Testing Time Ahead – Nifty gave up most of the gains, which it recovered in April-22, correcting from 18100 to 17000, down by 6%, on account of disappointing Q-4 numbers, geo-political tensions, rate hike by Fed, lockdown in China and rising inflation (as the main reasons for this fall).
Stagflation is now a real risk around the world, where the economic growth rate has become slow, unemployment is high, accompanied by high inflation. Central Bankers (apart from the US) are in dual mind whether to increase rates, or hold-up. We expect markets to be range bound for next 3-4 months and advice clients to accumulate gradually on every fall. Do not expect higher returns immediately and one can see some green shoots visible during the Diwali period or later.
Key Events – May 2022:
- Fed meet on 4th May, 50 bps rate hike expected, with a commentary on the pace of further rate hikes crucial – Negative for the markets.
- Russia to celebrate its annual Victory Day over Nazis on 9th May and likely to announce its further strategy on Ukraine War.
- LIC IPO to start from 4th May, with an issue size of 21000 Cr, biggest ever IPO till date.
During FY22, FIIs sold ₹1.40 lakh crore in equities compared to the last year when it was a net buyer of ₹2.74 lakh crore. Meanwhile, DIIs were net buyers of ₹1.26 lakh crore in first eleven months of FY22 compared to net sale of ₹39,000 crore last year. Apparently, this is one of the worst outflows from India by FIIs in many years.
All this is because of the unexpected pandemic, that hit the country badly followed by another event that escalated inflation in the country – i.e., the Russia-Ukraine war — and most importantly because of monetary tightening in the US, which makes the US debt market more attractive to FIIs. And hence the huge sell-off.

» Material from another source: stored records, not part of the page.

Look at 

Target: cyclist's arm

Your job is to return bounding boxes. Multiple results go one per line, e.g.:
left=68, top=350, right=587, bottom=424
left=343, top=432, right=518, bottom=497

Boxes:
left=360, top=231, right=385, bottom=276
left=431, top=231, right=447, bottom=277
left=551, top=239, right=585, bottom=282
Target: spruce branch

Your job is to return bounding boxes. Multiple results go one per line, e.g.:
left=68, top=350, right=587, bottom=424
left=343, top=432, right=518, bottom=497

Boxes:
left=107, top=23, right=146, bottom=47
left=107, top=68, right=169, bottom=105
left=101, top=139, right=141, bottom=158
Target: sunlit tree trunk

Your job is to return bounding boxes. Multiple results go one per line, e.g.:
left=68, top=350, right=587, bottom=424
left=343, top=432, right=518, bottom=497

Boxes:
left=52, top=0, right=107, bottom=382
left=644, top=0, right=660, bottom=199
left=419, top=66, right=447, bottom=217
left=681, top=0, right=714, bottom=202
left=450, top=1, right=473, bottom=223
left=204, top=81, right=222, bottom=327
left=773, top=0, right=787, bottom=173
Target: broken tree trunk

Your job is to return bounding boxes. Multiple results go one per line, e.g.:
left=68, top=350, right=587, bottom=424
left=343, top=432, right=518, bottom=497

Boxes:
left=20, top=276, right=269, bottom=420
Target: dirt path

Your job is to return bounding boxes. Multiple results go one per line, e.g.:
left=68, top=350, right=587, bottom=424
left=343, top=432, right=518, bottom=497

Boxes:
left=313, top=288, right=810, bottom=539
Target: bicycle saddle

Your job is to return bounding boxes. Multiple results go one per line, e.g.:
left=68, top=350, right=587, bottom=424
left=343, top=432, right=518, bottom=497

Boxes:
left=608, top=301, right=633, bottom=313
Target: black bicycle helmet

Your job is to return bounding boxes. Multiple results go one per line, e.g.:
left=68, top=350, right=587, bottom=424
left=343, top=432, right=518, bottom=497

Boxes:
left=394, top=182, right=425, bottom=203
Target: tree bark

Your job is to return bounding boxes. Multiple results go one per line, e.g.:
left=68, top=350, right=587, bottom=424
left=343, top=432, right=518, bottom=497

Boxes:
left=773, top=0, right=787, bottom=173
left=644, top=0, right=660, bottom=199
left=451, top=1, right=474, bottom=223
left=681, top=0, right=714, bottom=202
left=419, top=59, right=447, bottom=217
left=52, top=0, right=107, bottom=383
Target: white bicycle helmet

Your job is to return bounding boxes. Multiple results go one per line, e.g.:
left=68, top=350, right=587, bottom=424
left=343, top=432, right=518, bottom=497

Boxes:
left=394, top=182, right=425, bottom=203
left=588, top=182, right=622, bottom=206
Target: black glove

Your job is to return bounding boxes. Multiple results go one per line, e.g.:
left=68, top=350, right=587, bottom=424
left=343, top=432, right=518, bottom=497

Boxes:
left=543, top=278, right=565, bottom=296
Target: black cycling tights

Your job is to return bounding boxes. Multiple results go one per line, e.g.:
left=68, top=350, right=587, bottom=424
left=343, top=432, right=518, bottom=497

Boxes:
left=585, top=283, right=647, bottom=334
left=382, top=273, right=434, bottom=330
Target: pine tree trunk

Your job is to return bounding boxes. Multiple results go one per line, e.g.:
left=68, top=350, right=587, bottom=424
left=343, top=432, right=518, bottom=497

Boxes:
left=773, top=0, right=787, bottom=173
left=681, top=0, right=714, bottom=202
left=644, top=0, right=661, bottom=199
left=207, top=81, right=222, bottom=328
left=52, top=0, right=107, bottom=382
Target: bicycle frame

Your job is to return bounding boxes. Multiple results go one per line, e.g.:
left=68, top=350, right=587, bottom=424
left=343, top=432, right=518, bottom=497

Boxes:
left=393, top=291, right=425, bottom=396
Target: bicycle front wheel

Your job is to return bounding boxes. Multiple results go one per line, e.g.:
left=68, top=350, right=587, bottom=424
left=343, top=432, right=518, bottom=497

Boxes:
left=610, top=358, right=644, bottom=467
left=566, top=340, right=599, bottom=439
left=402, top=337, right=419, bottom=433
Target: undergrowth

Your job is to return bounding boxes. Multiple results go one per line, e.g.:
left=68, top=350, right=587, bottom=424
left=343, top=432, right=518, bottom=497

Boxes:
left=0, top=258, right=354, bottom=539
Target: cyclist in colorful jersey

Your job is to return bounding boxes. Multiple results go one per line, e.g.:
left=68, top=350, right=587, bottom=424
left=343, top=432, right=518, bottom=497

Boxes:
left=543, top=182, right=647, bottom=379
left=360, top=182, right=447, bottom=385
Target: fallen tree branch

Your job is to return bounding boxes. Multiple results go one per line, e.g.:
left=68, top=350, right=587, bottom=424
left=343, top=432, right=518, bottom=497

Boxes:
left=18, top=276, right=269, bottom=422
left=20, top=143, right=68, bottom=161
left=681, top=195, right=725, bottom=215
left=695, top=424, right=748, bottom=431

Even after a challenging time since COVID-19 that triggered the sell-off by FIIs, markets do not seem to be intimidated by the selling spree of foreign investors as domestic institutional investors (DIIs) have come to the rescue like never before. The constant surge in systematic investment plan (SIP) inflows is among reasons markets have been offsetting most of the selling pressure from foreign investors as every market correction is seen as an investment opportunity.